Resource server configuration:

@Configuration
@EnableResourceServer
@Order(SecurityProperties.ACCESS_OVERRIDE_ORDER-1)
public class ResourceServerConfiguration extends ResourceServerConfigurerAdapter{

    @Autowired
    TokenStore tokenStore;

    @Override
    public void configure(ResourceServerSecurityConfigurer resources) {
        resources.resourceId("resource").tokenStore(tokenStore);
    }
    @Override
    public void configure(final HttpSecurity http) throws Exception {
     http.authorizeRequests().antMatchers("/api/**").authenticated();
 }
}

You can also checkout the code here: https://github.com/cenobyte321/spring-oauth2-tokenenhancer-test/tree/webspeciallogin (Branch: webspeciallogin)

The problem is that everything in the AdminSecurityConfig class is ignored, I can go into the protected.html page without logging myself in and the login and logout processing urls specified aren't created.

The Oauth2 based login on the other hand works without a problem. I haven't also figured out how to specify in Oauth2 an AuthenticationManagerBuilder, most of online resources suggest to use the configureGlobal injected method which is read by Oauth appropriately, that's why it's setup like that in the code above.

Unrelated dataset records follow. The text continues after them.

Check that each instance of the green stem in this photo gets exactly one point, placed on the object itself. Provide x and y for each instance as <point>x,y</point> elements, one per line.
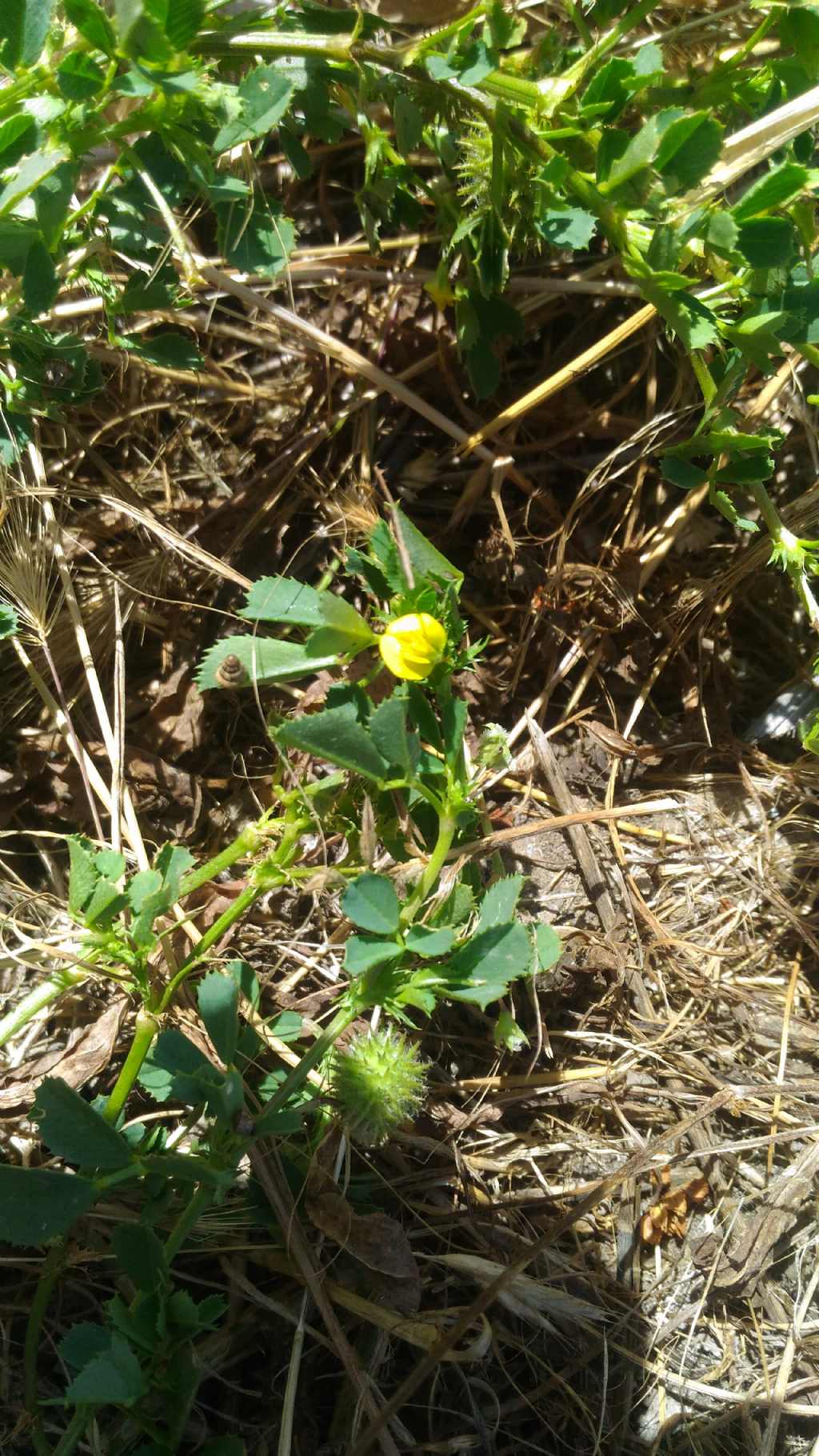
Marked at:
<point>241,848</point>
<point>318,1051</point>
<point>48,1276</point>
<point>214,934</point>
<point>275,42</point>
<point>433,40</point>
<point>144,1033</point>
<point>627,22</point>
<point>70,1439</point>
<point>785,538</point>
<point>38,999</point>
<point>703,376</point>
<point>579,22</point>
<point>433,866</point>
<point>200,1200</point>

How can I configure two authentication sources independent of one another in a single Oauth2-enabled application?

Regards.

Answer 1

You need two things:

1. Make sure your AdminSecurityConfig has a higher priority than your ResourceServerConfiguration. While the @EnableResourceServer annotation's documentation says it will register a WebSecurityConfigurerAdapter with a hard-coded Order 3, it's actually overridden in ResourceServerOrderProcessor with an order of -10. So make sure your AdminSecurityConfig has an order lower than -10.

2. Make sure you limit your configuration of HttpSecurity in AdminSecurityConfig with request matchers to the URLs associated with your admin server, like this:

   http.requestMatchers().antMatchers("/admin/**", "/admin_login", "/admin_logout")
       .and()
           .authorizeRequests()
           .antMatchers("/admin/protected.html").hasRole("ADMIN")
           .antMatchers("/admin/login.html").permitAll()
       .and()
           .formLogin().loginPage("/admin/login.html")
           .loginProcessingUrl("/admin_login")
           .defaultSuccessUrl("/admin/protected.html")
       .and()
           .logout().logoutRequestMatcher(new AntPathRequestMatcher("/admin_logout"))
           .invalidateHttpSession(true).logoutSuccessUrl("/admin/login.html")
           ;
   

   Note the first line of the embedded code with http.requestMatchers().antMatchers("/admin/**", "/admin_login", "/admin_logout").

See Dave Syer's (one of Spring Security authors) answer on a similar question for reference.

I made a pull request with the above fixes for your example project on github.